— Наверное, прочитали где-нибудь, — предположила я.
— Я полагаюсь на интернет, — сказала Лайла. Мы обернулись, чтобы проверить, что скажет на сей счет один-единственный, кроме нас, человек в фойе, но бармен был зол на нас обеих и, чтобы показать свою злость, демонстративно складывал стопкой салфетки.
— Обе вы, большегрудые девицы, не правы, — изрек болтливый тип. — Я сделал этот вывод, наблюдая за птицами. Перед разного рода несчастьями они ведут себя необычно. Например, перед землетрясениями.
— Так, может, это будет землетрясение, — высказала предположение Лайла, — там, в Сан-Франциско.
— Только не по моей теории, — гордо объявил наш собеседник.
— Что ж, хороша твоя теория, — произнесла Лайла.
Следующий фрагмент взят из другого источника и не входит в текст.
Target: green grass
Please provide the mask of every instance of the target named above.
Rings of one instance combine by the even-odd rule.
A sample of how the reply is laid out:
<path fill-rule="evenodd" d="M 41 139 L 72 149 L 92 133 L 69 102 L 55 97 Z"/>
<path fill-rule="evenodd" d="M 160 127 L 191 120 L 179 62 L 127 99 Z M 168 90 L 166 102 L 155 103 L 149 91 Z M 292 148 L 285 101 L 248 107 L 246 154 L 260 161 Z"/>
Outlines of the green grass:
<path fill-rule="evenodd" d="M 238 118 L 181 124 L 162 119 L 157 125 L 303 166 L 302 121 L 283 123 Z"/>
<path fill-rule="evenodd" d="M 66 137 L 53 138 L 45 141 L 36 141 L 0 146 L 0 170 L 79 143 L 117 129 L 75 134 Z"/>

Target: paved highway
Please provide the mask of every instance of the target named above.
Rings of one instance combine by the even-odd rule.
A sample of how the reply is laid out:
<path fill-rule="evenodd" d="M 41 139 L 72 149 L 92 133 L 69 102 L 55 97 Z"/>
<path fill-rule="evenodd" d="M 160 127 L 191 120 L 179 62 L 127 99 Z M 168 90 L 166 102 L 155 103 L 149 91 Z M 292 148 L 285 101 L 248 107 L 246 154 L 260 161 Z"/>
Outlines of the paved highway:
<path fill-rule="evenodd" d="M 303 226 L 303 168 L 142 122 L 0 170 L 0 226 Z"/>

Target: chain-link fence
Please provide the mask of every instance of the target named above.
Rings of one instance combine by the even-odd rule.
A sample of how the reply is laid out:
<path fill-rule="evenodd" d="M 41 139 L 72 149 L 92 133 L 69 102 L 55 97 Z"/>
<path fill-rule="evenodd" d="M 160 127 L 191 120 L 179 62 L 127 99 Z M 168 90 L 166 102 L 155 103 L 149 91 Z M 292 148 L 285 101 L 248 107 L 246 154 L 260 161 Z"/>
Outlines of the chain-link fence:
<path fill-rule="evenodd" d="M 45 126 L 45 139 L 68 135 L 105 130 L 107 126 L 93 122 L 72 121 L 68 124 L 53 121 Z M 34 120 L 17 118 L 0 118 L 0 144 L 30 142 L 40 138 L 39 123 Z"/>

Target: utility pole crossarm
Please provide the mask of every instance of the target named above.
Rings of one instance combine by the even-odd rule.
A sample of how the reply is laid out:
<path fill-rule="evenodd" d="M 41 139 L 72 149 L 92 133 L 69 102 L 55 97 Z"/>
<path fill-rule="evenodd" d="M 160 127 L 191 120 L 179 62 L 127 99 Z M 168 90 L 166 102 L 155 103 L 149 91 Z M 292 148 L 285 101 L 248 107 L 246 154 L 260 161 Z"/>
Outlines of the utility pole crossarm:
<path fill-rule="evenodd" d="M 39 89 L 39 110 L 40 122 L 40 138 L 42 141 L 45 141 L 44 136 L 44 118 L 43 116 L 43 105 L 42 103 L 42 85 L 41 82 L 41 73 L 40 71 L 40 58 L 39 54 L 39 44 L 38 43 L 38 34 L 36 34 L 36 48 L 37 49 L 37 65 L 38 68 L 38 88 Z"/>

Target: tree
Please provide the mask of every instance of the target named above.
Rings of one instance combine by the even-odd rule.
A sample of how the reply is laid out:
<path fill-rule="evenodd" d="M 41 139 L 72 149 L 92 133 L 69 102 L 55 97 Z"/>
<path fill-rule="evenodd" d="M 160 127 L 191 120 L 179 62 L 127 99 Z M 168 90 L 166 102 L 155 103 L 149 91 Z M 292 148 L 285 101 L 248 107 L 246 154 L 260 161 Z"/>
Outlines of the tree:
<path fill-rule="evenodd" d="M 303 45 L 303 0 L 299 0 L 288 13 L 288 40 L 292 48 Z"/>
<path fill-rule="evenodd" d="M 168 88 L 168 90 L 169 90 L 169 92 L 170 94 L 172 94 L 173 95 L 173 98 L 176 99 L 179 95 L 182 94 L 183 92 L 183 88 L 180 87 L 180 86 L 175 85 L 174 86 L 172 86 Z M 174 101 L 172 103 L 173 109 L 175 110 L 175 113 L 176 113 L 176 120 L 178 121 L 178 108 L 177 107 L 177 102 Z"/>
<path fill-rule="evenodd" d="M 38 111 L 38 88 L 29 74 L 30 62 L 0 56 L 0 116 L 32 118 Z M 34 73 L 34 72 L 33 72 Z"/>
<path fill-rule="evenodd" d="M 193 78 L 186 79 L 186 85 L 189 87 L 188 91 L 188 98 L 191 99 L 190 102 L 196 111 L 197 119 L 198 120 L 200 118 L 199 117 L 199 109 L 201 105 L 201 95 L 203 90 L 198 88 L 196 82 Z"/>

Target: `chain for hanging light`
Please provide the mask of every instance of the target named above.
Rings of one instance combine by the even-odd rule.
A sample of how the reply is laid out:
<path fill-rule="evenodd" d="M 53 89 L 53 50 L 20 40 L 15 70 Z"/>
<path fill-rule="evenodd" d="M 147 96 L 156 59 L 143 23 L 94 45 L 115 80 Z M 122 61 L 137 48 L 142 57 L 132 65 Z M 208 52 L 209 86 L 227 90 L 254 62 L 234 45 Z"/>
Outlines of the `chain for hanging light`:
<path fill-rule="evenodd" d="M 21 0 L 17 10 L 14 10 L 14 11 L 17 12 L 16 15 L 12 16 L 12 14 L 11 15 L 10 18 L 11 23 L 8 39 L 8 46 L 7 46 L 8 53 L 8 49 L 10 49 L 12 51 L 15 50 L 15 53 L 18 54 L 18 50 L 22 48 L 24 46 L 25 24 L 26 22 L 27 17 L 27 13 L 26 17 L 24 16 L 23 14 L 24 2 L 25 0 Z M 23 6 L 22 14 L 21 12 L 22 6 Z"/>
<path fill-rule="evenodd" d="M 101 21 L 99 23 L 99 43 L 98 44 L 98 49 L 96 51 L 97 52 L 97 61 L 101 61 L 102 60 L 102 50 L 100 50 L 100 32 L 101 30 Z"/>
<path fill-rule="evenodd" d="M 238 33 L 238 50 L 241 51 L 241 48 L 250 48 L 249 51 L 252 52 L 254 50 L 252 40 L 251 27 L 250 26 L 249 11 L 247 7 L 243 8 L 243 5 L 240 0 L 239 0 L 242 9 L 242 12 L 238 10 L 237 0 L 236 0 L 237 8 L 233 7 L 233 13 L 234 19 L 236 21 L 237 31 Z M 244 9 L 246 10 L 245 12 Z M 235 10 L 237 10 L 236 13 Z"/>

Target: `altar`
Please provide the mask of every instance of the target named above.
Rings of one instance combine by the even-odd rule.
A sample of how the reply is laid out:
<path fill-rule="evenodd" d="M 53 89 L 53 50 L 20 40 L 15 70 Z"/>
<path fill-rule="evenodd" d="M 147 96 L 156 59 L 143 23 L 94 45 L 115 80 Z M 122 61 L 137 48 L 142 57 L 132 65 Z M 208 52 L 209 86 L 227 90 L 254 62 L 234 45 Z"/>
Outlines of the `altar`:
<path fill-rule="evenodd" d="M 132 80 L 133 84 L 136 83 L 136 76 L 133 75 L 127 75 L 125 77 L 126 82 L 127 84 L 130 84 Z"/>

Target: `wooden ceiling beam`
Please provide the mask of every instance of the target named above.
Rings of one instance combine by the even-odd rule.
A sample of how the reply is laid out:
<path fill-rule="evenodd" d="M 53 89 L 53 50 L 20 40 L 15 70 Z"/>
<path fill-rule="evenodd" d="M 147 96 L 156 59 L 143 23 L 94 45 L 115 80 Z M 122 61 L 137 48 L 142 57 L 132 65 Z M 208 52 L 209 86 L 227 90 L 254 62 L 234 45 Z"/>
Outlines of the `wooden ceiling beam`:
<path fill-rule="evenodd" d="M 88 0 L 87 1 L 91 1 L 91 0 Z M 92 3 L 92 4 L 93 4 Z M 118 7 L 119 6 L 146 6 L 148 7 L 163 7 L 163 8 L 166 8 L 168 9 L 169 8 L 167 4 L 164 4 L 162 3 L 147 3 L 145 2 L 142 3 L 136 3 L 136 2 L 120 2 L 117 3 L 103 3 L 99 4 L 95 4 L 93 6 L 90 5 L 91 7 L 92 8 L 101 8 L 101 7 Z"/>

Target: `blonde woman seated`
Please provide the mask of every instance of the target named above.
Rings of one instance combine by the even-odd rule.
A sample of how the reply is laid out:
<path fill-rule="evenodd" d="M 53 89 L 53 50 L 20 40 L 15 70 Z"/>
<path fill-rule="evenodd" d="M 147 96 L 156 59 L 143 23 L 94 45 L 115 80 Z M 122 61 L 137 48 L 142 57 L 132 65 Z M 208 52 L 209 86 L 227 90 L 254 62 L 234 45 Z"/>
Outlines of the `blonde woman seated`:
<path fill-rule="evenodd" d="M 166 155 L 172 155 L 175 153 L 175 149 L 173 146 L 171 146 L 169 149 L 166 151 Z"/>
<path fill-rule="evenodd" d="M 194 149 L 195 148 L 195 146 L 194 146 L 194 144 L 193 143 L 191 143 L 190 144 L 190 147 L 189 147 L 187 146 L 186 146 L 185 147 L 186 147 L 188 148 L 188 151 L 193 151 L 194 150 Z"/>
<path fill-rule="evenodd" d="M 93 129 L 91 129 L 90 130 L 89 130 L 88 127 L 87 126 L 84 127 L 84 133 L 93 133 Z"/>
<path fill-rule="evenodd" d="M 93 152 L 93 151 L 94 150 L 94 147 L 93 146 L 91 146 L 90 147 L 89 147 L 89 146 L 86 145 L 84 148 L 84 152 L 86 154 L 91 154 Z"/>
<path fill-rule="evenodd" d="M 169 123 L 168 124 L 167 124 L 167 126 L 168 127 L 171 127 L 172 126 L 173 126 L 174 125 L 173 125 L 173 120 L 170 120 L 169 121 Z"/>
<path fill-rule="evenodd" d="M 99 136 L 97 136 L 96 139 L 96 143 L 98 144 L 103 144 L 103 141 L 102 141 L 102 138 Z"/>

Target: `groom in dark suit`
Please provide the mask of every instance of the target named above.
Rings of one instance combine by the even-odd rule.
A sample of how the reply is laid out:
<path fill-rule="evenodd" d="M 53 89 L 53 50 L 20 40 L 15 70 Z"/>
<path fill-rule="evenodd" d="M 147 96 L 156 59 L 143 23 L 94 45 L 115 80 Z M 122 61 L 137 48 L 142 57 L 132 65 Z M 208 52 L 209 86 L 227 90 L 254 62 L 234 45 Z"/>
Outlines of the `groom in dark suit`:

Она сделала такой жест, словно собралась положить руку на залитую коричневой жидкостью грудь, не стой она на другом конце фойе.
— Точно, — сказала я. — Иди расскажи кому-то еще свою теорию, и тогда по телику уж точно прервут трансляцию Суперкубка.
— По-вашему, я прикалываюсь или слегка того, — произнес тип с той неожиданной пугающей ясностью ума, на которую способны только безумцы. — Нет, я всего лишь дошел до ручки. Меня доконало знание обо всех ужасных вещах, которые сейчас происходят, и моя теория требует поделиться с соотечественниками тем, что мне известно. В Сан-Франциско мой брат увидит, что я дошел до ручки, и будет ценить последние мгновения до того, как евреи все приберут к рукам. Так что милости прошу, даже если я вам и не нравлюсь и никогда не понравлюсь.
Он вернул наушники на прежнее место и вышел вон. Мы шевельнулись в тесном фойе, я подняла палец, и бармен принес очередной бурбон.
— Сан-Франциско, — произнес он, тряхнув головой. — А я туда как раз собирался — брат там работает в баре. Говорит, чаевые там больше.
— Мы дадим тебе чаевые, — сказала я. — Только в конце дня.
На что бармен только фыркнул и нежно погладил погасший экран висящего под потолком телевизора. Казалось, этим прикосновением он хотел вернуть его к жизни.
— Можно подумать, — пробормотал он, и Лайла поспешила сменить тему разговора.
— Нынче у каждого найдется своя теория, — сказала она. — Помните ту женщину, которая выходила отсюда, когда мы только вошли? У нее своя теория о том, как выигрывать в блэк-джек. Кстати, если память мне не изменяет, она тоже имеет какое-то отношение к птицам. Правда, к ее собственным, которых она держит в клетке.
Я, смакуя, сделала глоток бурбона. Он был превосходен, этот бурбон, но, с другой стороны, бурбон почти всегда превосходен.
— Моя теория заключается в том, — заявила я, — что я не слушаю теорий, которые народ выдвигает в барах.
Лайла погладила мою руку.
— Тебе нужен точно такой парень.
— Это ты потому так говоришь, что он упомянул твой бюст, — заметила я.
— Нет, нет и еще раз нет. — Лайла осторожно тряхнула головой. — Его отмыть и отключить музыку, и он будет для тебя самое то. Мне всегда казалось, что ты отлично поладишь с парнем, у которого на уме конец света. Он будет служить тебе вечным напоминанием, что в конце света ничего нет.
— Кроме конца света, — сказала я негромко, потому что рот у меня был полон. Я заказала еще один бурбон. Лайла утешала меня, отчего мне делалось тошно. Ведь это она, а не я нуждалась в утешении. Кстати, это тоже была старая песня, мол, она больна, и жить ей осталось считанные дни, и она умрет в страшных мучениях. Мы никак не могли уехать на север, подальше от всего этого, мы, юные существа в полупустом баре, сидим и пьем в ожидании, когда к нам придет смерть, и все равно к нам клеятся мужики, а мы обращаем на них внимание. Единственное, чего вы еще не слышали, это какая редкая у нее хворь, такая редкая хворь желудочно-кишечного тракта, что, когда она попала к докторам, те не могли скрыть радости. Раньше им было известно лишь восемь случаев этого заболевания, причем один из них у матери Лайлы, которая умерла, беспомощная, в страшных мучениях, заходясь сначала приступами кашля, а потом криком. Мне об этом рассказала сама Лайла, потому что только она одна приходила навестить умирающую.